ГЛАВА XXXVIII
Непродолжительное пребывание в Капернауме
Единственный случай, описанный только у евангелиста Матфея, указывает на пребывание Иисуса в Капернауме в течение очень короткого промежутка.
С незапамятных времен, при составлении нового ценза, существовало правило собирать с каждого достигшего двадцатилетнего возраста еврея «дань Богу», кроме «святой дидрахмы», еще «полдидрахмы» во искупление за душу его. Деньги эти предназначались и употреблялись на покупку жертв, козлов отпущения, теплиц, хлебов предложения и другие издержки при храмовых службах. По возвращении из пленения этот би-аг (полсикля) обратился в добровольную ежегодную дань, равную трети сикля, но в последующие периоды подать эта возвысилась до первоначальной цены. Такая дань платилась каждым иудеем, бедным или богатым, где бы он ни был. Она наглядно показывала, что души всех равны перед Богом; ибо, как сказано в Писании, богатый да не приложит и нищий да не умалит от полудидрахмы, егда дают дань Господу (от сынов Израилевых), еже умалят и о душах ваших. Из нее составлялась очень значительная сумма, которая и посылалась в Иерусалим с известною особою.

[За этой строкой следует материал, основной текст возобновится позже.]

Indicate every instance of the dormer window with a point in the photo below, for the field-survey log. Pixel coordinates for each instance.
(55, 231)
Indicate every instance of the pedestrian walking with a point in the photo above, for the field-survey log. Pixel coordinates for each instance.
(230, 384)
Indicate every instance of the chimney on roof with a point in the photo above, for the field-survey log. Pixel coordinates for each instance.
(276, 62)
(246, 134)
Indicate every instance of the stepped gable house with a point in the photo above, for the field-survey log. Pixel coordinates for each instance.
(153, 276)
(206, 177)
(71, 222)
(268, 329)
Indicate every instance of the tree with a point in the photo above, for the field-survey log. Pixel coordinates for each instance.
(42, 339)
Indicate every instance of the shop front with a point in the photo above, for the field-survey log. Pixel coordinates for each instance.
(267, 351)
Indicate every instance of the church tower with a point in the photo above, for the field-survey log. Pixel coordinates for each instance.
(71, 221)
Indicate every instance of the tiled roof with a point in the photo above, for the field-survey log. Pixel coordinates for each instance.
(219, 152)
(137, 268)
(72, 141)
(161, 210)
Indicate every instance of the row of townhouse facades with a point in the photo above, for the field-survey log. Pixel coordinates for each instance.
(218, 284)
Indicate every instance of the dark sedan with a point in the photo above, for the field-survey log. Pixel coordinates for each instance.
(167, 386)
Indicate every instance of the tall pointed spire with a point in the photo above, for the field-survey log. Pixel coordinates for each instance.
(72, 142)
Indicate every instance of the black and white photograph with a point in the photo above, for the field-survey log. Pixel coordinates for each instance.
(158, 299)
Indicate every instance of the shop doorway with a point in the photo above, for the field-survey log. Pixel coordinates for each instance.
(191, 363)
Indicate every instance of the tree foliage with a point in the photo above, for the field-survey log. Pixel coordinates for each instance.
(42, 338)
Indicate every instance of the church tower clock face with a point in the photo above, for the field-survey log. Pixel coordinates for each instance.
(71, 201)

Дань эта требовалась в 1-й день месяца Адара спокойно и вежливо, если же бывала неоплачена до 25 числа, то сборщики (тобин — шекалим) могли требовать от плательщика обеспечения или поруки.
Согласно с этим, тотчас по возвращении Иисуса в Капернаум, эти тобин — шекалим пришли к св. Петру и спросили у него вежливо, как приказано было от раввинов: Учитель ваш не даст ли драхмы?
Вопрос представлял два затруднения: почему не спрашивали у Иисуса этой контрибуции в предыдущие годы? и почему требовали ее осенью, при приближении праздника Кущей, а не в течение Адара, около шести месяцев раньше срока? Ответ на это, по-видимому, тот, что священники и сановитые раввины считались избавленными от платежа этой подати, — что частое отсутствие Спасителя из Капернаума было причиною неправильности взноса и что недоимки позволено было требовать во всякое время.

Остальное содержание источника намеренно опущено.